2 Societal Implications
Preface this that I think Dario’s extrapolations are far better calibrated (and likely) than the potentially inflammatory things I’ll say here. Yet I think the asymptotic behavior ought to be examined.
If much intellectual knowledge is operationalized, e.g. actionable
and
If all new data can be operationalized through the application of cheap computational-entropy pumps / artificial scientists
Then our economic utility as computational entropy pumps goes to the market rate, i.e. the cost of hardware + electricity.
Insofar as people keep information off the cloud and out of big data centers (as if that will happen!), this also entails a centralization of power. Information was always power, but now central actors are even more empowered to act upon it. Not just by despots, as mentioned, but also by tech firms.66 Which, so far, has not been so bad??
Fortunately, we still have a trove of personal and non-centralizable knowledge in our heads that ought to ballast against this tendency, and indeed history is rife with examples of centralization that are usually corrected for.

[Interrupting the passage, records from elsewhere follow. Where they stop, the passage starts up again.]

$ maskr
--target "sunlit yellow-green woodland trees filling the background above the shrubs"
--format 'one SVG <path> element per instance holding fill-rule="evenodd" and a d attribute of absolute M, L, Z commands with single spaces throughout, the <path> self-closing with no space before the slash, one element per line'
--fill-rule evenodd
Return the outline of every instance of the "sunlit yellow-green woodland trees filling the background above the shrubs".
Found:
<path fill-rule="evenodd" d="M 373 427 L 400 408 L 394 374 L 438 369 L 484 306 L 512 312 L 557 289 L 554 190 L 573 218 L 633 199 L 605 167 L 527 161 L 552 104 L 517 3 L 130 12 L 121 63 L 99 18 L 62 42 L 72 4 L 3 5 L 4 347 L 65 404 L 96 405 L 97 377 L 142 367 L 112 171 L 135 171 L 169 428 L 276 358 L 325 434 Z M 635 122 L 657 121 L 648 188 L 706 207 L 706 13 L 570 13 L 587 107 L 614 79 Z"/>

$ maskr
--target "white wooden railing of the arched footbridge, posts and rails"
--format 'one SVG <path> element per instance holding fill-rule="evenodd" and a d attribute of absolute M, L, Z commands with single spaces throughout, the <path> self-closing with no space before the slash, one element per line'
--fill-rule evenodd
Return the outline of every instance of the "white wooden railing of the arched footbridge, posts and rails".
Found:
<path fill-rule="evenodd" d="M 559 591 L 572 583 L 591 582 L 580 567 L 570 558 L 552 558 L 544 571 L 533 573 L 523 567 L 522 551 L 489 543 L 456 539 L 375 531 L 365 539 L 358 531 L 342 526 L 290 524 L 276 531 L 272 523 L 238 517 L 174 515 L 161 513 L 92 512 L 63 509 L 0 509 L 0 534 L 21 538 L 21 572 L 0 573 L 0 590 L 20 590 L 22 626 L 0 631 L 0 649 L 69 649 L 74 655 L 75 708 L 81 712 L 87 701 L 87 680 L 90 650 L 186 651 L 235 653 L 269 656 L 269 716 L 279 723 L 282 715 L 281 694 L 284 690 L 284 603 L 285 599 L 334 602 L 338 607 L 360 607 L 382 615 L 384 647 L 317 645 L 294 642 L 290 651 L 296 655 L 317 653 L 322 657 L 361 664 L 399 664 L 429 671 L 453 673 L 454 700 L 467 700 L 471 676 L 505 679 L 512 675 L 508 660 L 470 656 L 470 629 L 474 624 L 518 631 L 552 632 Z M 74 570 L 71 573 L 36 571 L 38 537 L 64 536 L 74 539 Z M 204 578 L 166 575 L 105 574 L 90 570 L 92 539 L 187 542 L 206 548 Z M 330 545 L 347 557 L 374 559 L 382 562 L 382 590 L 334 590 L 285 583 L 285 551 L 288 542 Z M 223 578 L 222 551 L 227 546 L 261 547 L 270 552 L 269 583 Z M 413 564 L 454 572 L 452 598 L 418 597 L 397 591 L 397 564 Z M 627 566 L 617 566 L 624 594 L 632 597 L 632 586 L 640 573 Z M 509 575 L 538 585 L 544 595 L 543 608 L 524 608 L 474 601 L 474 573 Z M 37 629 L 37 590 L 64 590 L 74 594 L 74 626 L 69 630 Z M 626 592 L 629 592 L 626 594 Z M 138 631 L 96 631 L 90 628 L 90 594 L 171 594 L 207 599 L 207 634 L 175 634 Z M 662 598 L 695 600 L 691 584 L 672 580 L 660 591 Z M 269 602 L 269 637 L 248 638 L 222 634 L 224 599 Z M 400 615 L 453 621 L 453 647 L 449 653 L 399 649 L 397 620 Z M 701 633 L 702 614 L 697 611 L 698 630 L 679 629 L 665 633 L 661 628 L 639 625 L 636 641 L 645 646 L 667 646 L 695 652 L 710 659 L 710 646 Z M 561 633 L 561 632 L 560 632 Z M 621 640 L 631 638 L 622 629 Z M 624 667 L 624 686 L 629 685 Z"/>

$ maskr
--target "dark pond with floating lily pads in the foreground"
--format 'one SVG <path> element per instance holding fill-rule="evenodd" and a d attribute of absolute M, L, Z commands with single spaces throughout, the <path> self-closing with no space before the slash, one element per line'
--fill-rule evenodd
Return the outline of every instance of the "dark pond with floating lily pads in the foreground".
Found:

Like Dario, I am hopeful that the arc of history bends toward justice and equity. TBD.
Regarding white collar / blue collar, common sense and the internet generally agrees: Anthropic et.al. are automating themselves out of jobs (modulo above), while blue-collar manual jobs will persist. To push this, too, to an uncomfortable asymptote: we’ll mostly be like Uber is now, meat-puppets centrally controlled by a mechanistic intelligence.

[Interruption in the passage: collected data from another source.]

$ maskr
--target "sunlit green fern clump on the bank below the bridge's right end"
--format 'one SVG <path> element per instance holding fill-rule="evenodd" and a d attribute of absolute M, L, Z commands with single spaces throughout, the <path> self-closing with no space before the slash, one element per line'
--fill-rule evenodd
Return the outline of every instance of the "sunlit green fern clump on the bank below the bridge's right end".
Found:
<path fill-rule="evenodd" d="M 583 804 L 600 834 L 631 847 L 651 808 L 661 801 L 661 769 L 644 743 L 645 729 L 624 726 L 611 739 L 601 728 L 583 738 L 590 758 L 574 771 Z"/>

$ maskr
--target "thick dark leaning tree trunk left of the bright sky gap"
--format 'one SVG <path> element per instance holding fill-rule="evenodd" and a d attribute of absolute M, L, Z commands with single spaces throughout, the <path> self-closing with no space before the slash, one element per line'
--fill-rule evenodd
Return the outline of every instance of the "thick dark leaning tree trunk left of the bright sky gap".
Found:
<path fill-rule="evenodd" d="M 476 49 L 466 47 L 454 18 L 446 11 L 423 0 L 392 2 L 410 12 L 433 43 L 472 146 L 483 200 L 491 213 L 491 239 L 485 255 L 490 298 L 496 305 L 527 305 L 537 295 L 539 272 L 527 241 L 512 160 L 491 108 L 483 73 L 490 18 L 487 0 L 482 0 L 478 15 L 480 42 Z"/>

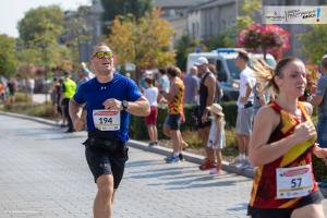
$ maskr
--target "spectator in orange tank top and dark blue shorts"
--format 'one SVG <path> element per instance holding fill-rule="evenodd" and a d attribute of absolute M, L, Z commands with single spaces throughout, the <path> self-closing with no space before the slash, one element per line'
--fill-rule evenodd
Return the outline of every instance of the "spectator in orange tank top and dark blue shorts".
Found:
<path fill-rule="evenodd" d="M 170 90 L 166 93 L 165 89 L 160 94 L 168 100 L 168 114 L 164 123 L 164 134 L 170 137 L 172 142 L 172 156 L 168 157 L 168 164 L 179 162 L 183 159 L 182 146 L 183 138 L 180 131 L 181 116 L 183 116 L 183 98 L 184 98 L 184 84 L 178 76 L 181 73 L 177 66 L 167 69 L 167 74 L 170 80 Z"/>

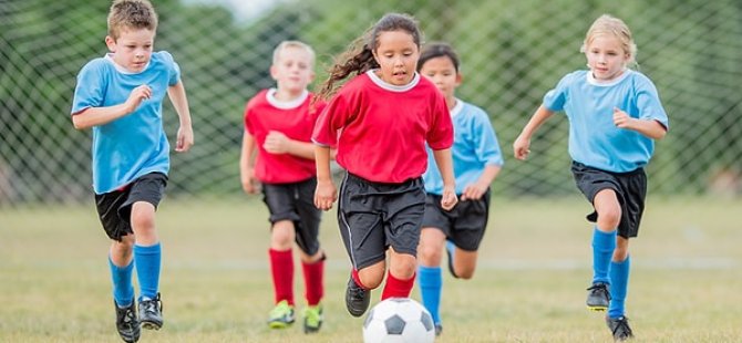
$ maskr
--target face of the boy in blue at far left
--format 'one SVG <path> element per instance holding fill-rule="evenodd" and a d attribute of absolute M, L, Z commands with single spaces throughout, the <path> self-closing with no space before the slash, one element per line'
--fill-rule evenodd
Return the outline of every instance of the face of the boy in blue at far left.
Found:
<path fill-rule="evenodd" d="M 155 32 L 147 29 L 123 28 L 118 39 L 106 35 L 105 44 L 113 53 L 113 61 L 130 72 L 140 73 L 150 63 L 155 43 Z"/>

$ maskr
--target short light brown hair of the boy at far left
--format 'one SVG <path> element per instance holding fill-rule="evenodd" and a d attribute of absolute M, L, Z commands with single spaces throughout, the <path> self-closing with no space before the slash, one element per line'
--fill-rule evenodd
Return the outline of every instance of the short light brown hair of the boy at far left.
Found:
<path fill-rule="evenodd" d="M 109 35 L 118 39 L 123 29 L 157 30 L 157 13 L 148 0 L 115 0 L 109 11 Z"/>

Dario references the socialist calculation debate when suggesting that AI won’t be used for governance. If it’s much better at aggregating information and making decisions (‘policy’ again), then why not?77 Using even ’mechanisitically’ conscious systems is admittedly quite a complicating factor here. Seems like the next step of our evolution. Took a billion years to develop a nervous system for smart local behavior generation, now we’ll add a layer on top of it, and thus individually become more like the cells in our body.
3 Neuroscience
Finally, a smaller bone to pick on his neuroscience commentary: the machine-learning delineation of objective function, learning algorithm, and memory substrate does not seem to directly apply to the brain. Many brilliant minds have looked for backprop or clean objective functions there, with little-to-sparse supporting evidence for either. Something far more interesting and intricate is going on, which of course may be germane to the discussion above. Deep learning is one remarkably general entropic pump, but it is certainly not the only nor the most powerful one.
That said, certainly the ‘blessing of dimensionality’ and scaling results are deeply meaningful and essential to understanding the emergent behavior of the brain. Yet it’s unclear if these results alone are insufficient to create a data-efficient learning substrate for the bootstrapped active learning of an artificial scientist; something must be going on with navigability and discrete search in model space.
Again, alas, TBD.
Tim Hanson
October 15 2024
Appendix
Roughly, we are attempting a end run-around the data requirements of deep learning: train networks to solve small problems by amortizing backtracking search so they internalize general rules of inference that can be applied to successively larger problems. Hence, while the immediate substrate of learning (the weights) learns somewhat slowly (gradient descent), the activations and intermediate variables are updated quickly through learned functions.
We aim to prove that the pump works starting from zero, and so handicap ourselves by not leveraging the inference policies implicit in human data – aka LLMs – but by doing so we use much smaller models that are orders of magnitude faster and cheaper to iterate on.
Adding reentrancy is a separate and much harder problem.